For remote applications where climatic or environmental conditions can be particularly harsh, choosing the right antenna system is very important. The cost to travel to the field to replace a broken or defective antenna can easily exceed $100 an hour.
More advanced antenna designs offer features that improve electrical performance and significantly increase durability and lifespan. Ruggedized parts, optimized assembly techniques, specialized coatings, and improved installation procedures can, in some cases, deliver a tenfold (10X) increase over the lifespan of traditional aluminum antennas.
SCADA applications typically require a large volume of antennas such as the Yagi antenna, which is unidirectional. Given their exposure to the elements, they are highly susceptible to damage from ice, wind, and sometimes chemical exposure. As a result, cost savings from deploying cheaper equipment are often offset by ongoing maintenance and replacement expenses.

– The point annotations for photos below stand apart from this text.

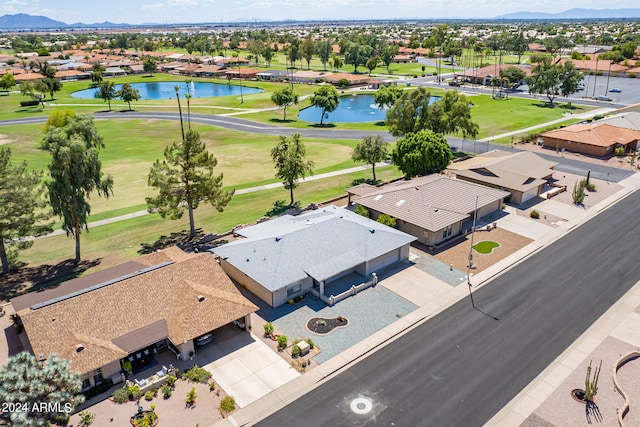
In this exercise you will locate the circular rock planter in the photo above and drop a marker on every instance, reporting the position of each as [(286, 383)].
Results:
[(322, 326), (138, 419), (578, 395)]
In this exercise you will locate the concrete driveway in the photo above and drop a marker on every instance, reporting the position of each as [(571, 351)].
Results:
[(245, 367)]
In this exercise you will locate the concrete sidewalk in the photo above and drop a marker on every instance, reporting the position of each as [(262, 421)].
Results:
[(517, 410), (131, 215)]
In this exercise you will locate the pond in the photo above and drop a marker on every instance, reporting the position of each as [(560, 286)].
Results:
[(166, 90), (351, 109)]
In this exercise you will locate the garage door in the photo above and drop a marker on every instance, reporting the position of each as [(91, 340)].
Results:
[(384, 260)]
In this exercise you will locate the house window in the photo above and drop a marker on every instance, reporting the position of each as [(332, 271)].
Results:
[(97, 378), (293, 289)]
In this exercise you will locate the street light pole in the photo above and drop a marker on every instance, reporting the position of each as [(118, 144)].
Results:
[(470, 263), (473, 232)]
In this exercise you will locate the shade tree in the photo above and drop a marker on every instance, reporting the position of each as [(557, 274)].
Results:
[(23, 208), (186, 178), (76, 172), (371, 150), (421, 153), (283, 97), (290, 162), (326, 98)]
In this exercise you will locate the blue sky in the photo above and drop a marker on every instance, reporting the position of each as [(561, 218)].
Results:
[(184, 11)]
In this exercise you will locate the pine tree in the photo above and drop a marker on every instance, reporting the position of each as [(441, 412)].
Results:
[(30, 382), (22, 205)]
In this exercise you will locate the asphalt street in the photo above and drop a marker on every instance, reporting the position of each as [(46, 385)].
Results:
[(566, 164), (462, 366)]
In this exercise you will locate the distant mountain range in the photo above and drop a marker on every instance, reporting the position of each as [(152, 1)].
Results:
[(576, 14), (22, 21)]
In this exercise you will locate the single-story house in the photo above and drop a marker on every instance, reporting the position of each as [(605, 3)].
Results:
[(242, 73), (289, 256), (353, 79), (114, 72), (272, 75), (628, 120), (71, 75), (309, 76), (594, 139), (158, 302), (602, 66), (432, 208), (523, 174), (484, 76)]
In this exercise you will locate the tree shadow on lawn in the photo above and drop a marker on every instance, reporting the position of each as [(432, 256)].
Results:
[(282, 121), (180, 238), (323, 126), (42, 277)]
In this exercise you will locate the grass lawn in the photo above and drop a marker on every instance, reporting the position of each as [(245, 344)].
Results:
[(486, 246), (119, 242), (133, 145)]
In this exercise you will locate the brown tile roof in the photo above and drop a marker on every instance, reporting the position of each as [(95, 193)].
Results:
[(592, 64), (515, 171), (193, 296), (431, 202), (597, 134), (352, 78), (492, 70), (28, 76)]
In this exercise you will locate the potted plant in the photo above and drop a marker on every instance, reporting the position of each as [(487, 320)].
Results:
[(126, 367)]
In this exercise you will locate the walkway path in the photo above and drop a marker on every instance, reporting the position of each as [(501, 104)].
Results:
[(241, 191), (587, 115)]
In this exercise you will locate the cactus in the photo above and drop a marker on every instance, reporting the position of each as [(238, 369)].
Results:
[(591, 384)]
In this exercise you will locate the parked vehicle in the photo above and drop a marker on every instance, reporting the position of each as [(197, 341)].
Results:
[(204, 339)]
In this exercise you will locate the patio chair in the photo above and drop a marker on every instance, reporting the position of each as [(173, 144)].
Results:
[(162, 372)]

While coatings are one of the main items to consider in antenna selection, other factors are important as well. Ensuring durable joints or minimizing their presence, along with proper cabling, component assembly, and installation techniques, can greatly extend equipment life.
Coatings
Many Yagi antennas are constructed with aluminum or brass. Harsh environments can accelerate pitting and corrosion, leading to failure within as little as two years. Antennas with anodized coatings should be strongly considered for SCADA applications.
Anodized coatings create thicker, harder films through electrochemical processes. Aluminum oxide layers are porous but, when sealed, enhance surface properties and allow for durable color dyes. Dark anodized coatings are preferred in northern climates with heavy ice, as they inhibit ice formation and accelerate melting through heat radiation.
The sealing method affects hardness, corrosion resistance, heat and abrasion resistance, impedance, dielectric strength, emissivity, and reflectivity. Organic substances such as lacquers, waxes, resins, and PTFE are often applied to further enhance corrosion resistance and reduce surface friction. Although anodizing is more costly than chemical conversion coating, it offers superior protection, hardness, abrasion resistance, and the ability to accept dyes and treatments.
Joints
Minimizing the number of joints reduces potential failures. Joints should be soldered, brazed, or welded using non-corrosive flux. Spring finger or crimp joints should be avoided. Bolted and screw-on joints deteriorate faster when exposed to wind and weather.
Cable and Connections
Choosing the right cable is critical. In SCADA applications, the antenna cable is equally exposed to environmental stress. The cable lifespan should match the antenna’s. UV-resistant, jacketed, low-loss LMR 400 (or larger) coax cables with N-type connectors are recommended for harsh environments. Minimize the number of connections and waterproof them thoroughly, as this is the most common failure point in radio systems.
Icing
Icing is a major challenge for antenna installations. Ice buildup increases wind load and weight, and often detunes antennas until they are unusable. Initially, wet conductive ice is the most damaging, but even solid ice adds stress and risk of breakage. Uneven melting can cause imbalance, and antennas may also be damaged by falling ice from nearby equipment.
To prevent icing, antennas can be enclosed in an RF-transparent radome, such as fiberglass tubes. While vertical omni antennas are less vulnerable to detuning, they still experience higher wind load. Larger diameter elements also reduce the percentage change in performance when ice forms, making them more resilient.